Barberousse de Akira Kurosawa
Etudiant en médecine formé aux méthodes hollandaises et promis à un poste à la cour, le jeune Yasumoto se retrouve dans un dispensaire pour ce qu’il croit être une simple visite. C’est pourtant là qu’il poursuivra sa formation, guidé par Barberousse, un médecin idéaliste luttant contre la misère et l’ignorance.
Kurosawa considérait Barberousse comme son film somme à l'époque. Et pour cause. Gros budget, méticulosité dans la reconstitution, longueur du tournage (presque 1an et demi) le maitre n'a pas à rougir face à Kubrick et son 2001 l'odyssée de l'espace. Le controle etait total. Et ce fut la derniere collaboration avec son acteur fétiche Toshiro mifune suite à de nombreux différents. De part les problèmes d'argents de Mifune ayant produit son unique film l'heritage des 500000 mais ne rentrant pas dans ses frais, le tournage long de Barberousse et l'impossibilité de raser sa barbe l'empêchait d'aller jouer ailleurs et d'autre part le désaccord entre Mifune et Kurosawa sur l'interprétation de Barberousse. Le premier en a fait une figure vertueuse le deuxième voulait en faire un personnage plus ambigu. Malgré le succès immense du film, ce sera le début des ennuis pour Kurosawa. La Toho n'a pas apprécié le dépassement de budget. sa fidélité à la toho va être mis à mal.

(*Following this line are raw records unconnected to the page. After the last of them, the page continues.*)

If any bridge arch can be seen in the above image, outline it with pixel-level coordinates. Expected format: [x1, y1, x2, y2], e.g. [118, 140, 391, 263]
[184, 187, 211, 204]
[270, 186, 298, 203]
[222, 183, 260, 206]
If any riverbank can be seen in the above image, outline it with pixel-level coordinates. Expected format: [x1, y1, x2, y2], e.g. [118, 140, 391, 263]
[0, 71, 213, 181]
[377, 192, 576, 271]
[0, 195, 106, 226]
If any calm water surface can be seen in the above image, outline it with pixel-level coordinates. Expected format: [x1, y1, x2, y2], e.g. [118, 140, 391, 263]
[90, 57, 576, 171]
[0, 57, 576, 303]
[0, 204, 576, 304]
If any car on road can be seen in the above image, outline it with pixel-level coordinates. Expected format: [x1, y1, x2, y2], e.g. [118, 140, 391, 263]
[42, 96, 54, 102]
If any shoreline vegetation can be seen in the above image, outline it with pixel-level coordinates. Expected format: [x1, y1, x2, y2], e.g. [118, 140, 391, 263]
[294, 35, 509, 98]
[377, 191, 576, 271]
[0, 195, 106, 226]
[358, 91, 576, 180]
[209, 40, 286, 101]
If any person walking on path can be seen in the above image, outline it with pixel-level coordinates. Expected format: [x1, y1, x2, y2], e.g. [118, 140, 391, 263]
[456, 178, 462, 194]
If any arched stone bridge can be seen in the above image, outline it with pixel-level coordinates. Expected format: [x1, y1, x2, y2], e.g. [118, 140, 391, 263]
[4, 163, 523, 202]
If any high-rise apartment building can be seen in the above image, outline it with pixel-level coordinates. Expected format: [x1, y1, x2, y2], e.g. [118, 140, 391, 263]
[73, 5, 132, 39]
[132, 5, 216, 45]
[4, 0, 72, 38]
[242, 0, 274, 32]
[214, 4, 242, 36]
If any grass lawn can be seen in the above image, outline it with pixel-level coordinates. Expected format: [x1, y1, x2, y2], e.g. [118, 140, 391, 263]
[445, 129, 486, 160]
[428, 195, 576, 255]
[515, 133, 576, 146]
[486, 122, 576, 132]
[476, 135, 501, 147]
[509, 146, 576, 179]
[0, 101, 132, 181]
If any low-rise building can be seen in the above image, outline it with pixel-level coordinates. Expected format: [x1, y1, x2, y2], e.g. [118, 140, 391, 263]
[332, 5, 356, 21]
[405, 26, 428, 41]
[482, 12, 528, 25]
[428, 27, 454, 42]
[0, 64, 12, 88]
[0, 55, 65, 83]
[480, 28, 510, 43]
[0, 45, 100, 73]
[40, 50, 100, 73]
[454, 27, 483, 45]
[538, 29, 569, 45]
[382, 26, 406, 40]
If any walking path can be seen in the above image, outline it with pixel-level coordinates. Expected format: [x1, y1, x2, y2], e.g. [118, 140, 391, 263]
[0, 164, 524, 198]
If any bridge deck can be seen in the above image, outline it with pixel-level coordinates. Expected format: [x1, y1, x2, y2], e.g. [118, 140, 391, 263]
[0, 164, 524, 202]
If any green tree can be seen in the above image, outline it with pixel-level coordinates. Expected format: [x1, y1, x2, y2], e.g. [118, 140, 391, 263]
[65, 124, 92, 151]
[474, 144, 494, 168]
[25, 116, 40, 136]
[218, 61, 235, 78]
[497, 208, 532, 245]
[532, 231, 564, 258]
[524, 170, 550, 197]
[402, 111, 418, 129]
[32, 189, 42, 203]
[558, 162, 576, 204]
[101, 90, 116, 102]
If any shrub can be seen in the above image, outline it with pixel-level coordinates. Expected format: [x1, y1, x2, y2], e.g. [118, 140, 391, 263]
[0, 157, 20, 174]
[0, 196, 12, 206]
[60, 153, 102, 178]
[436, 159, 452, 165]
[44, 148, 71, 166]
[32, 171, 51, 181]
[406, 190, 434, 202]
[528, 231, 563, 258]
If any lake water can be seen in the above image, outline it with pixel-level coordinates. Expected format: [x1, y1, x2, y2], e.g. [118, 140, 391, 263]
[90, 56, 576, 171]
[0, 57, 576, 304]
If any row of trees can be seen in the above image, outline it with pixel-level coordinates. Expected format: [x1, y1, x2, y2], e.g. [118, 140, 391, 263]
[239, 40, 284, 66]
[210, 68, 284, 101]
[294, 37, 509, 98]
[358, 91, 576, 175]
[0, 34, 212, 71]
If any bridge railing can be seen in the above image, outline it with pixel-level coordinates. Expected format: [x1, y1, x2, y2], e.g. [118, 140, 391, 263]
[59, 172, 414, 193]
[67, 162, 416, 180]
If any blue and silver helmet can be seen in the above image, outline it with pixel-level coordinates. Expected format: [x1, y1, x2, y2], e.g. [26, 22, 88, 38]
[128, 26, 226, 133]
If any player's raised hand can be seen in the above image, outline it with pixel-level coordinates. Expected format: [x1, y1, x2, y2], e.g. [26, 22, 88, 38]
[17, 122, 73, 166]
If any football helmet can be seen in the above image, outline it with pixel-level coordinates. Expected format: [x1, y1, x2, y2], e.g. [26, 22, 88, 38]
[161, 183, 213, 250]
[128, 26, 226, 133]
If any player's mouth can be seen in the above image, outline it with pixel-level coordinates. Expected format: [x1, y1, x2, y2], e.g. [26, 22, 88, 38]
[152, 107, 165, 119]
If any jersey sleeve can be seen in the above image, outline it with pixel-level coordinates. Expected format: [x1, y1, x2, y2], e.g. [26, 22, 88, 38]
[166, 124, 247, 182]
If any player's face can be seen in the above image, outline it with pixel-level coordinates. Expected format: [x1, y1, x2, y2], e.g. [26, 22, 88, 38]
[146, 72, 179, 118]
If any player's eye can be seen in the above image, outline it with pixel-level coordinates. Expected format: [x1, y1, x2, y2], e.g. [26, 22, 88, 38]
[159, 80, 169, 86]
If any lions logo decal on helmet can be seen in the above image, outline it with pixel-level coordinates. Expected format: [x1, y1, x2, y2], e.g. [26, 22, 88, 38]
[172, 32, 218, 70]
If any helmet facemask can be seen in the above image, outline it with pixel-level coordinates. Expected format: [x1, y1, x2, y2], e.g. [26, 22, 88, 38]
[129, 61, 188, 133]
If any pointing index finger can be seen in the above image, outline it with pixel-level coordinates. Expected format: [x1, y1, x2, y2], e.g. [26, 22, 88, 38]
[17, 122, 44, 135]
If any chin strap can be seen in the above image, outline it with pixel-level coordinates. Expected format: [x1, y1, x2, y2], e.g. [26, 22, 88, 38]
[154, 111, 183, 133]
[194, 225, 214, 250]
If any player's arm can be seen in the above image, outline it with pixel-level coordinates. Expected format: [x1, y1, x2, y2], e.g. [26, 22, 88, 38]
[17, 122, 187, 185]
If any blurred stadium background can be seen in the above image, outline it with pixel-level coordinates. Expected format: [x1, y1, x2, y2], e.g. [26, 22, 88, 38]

Pour en revenir au film et la méticulosité de la reconstitution, le maitre a refait un quartier entier d'edo. Mais là où les réalisateurs des grosses productions américaines n'hésitaient pas à montrer les magnifiques reconstitutions par des plans d'expositions, Kurosawa décide de le faire de manière moins démonstrative (au travers d'une fenetre, un plan aérien mais uniquement des toits, etc...). Ou dans un autre registre, il a fait mettre dans les centaines de tiroirs de l'armoire à pharmacie les herbes médicinales alors que ceux ci ne seront jamais ouvert. Kubrick? un petit joueur à coté.
Ce sera le dernier film de Kurosawa en noir et blanc. Et le travail est absolument à couper le souffle. Deux directeurs de la photographie ont été nécessaire pour ce résultat. Le contraste entre l'ombre et la lumière est monumentale. exemple de scène, Yasumoto est à gauche du cadre dans la lumière et le personnage de la nymphomane est à droite dans l'ombre, le plan est séparé par une bougie. Ce jeu d'ombre et de lumière reste uniforme malgré les changements de cadres successifs au fil de l'approche de Yasumoto vers la nymphomane. Et que dire de la mise en scène, le maitre invoque tous ce qui a fait son succès. Il y a sa gestion de l'espace, son refus d'utiliser le champs contrechamps, ou encore son sens de la chorégraphie dans l'unique scène de combat. Et quelle scène de combat.
Kurosawa revient aussi à certains thèmes traités dans de précédents films comme l'apprentissage (L'ange Ivre, le médecin qui veut apprendre aux Yakusas de ses erreurs), la pauvreté (les Bas Fonds ou entre le ciel et l'enfer de manière plus large). Comme d'habitude, les acteurs sont tous impeccables mention spéciale à Yoshitaka Zushi qui joue le personnage de Chobo, un enfant pauvre. Il est exceptionnel de naturel.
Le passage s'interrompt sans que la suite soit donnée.